The DECA is built in to the 24, so everything runs on your coax. At your router, the CCC is the "DECA" and the coax goes in and ethernet out to your router.

You shouldnt have to run the DECA from your modem. It should look like this:

coax=>CCC=>ethernet cable=>open port on router


----------



## The Merg (Jun 24, 2007)

Codeman00 said:


> Yep, that's it. Interesting. I guess the DECA is wired but I just assumed that the ethernet port on the HR24 had to be used. I guess not.
> 
> One thing I will add is that I had to run the DECA directly from my modem. I had a 4 way powered ethernet splitter behind my TV and the HR24 wouldn't fail the internet connection test. My other components seem to work fine via the splitter but not the DECA.





DrummerBoy523 said:


> The DECA is built in to the 24, so everything runs on your coax. At your router, the CCC is the "DECA" and the coax goes in and ethernet out to your router.
> 
> You shouldnt have to run the DECA from your modem. It should look like this:
> 
> coax=>CCC=>ethernet cable=>open port on router


How are all your other devices connected to the Internet now? As Drummerboy mentioned, you need to have the Broadband DECA connected to a router that comes from the cable modem. If you had a switch off the cable modem, that is not going to work.

- Merg


----------



## Stuart Sweet (Jun 19, 2006)

At the moment I don't think there is a wireless DECA. One was submitted to the FCC for approval but if it's hit the streets, this is the first I've heard.


----------



## Codeman00 (Dec 13, 2003)

Here is a picture of my setup....just for the record.

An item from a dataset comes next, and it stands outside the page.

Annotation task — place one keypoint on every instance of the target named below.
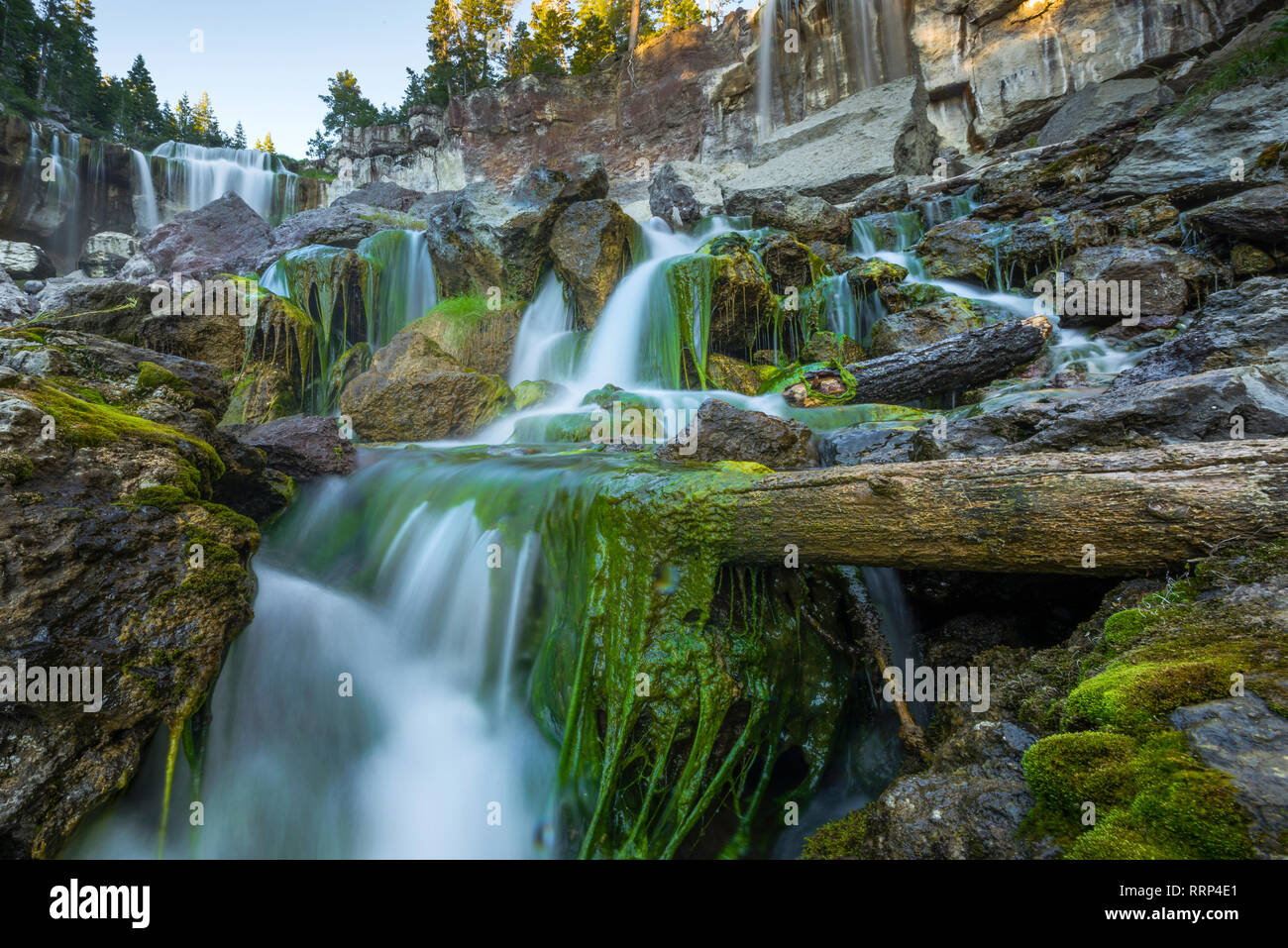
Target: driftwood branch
(1122, 513)
(962, 361)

http://i85.photobucket.com/albums/k77/codeman00/Picture378.jpg


----------



## veryoldschool (Dec 10, 2006)

Codeman00 said:


> Here is a picture of my setup....just for the record.
> 
> http://i85.photobucket.com/albums/k77/codeman00/Picture378.jpg


"Yep" there's nothing "wireless" there with all that coax. :lol:


----------



## bigdaddynw5 (Mar 2, 2011)

You can have the DECA behind a Ethernet switch, not a problem at all. As long as the switch is connected to the router. I have 3 switches on my network, DECA plugs into one of them. The issue I see is some routers may not be set to allow new devices on the network most likely a MAC filter. If this is set, you will have to add the MAC address of the DECA to your MAC filter allow list. The other issue I can see is some routers are not set to DHCP which is in charge of giving IP addresses to Ethernet devices on the network. If the DECA is plugged in and can't get an address, then it will default to a nonstandard IP address like 169.x.x.x and a subnet which may not match your networks subnet.

Just things I observed as possible problems when the tech was installing my DECA. Playing devils advocate.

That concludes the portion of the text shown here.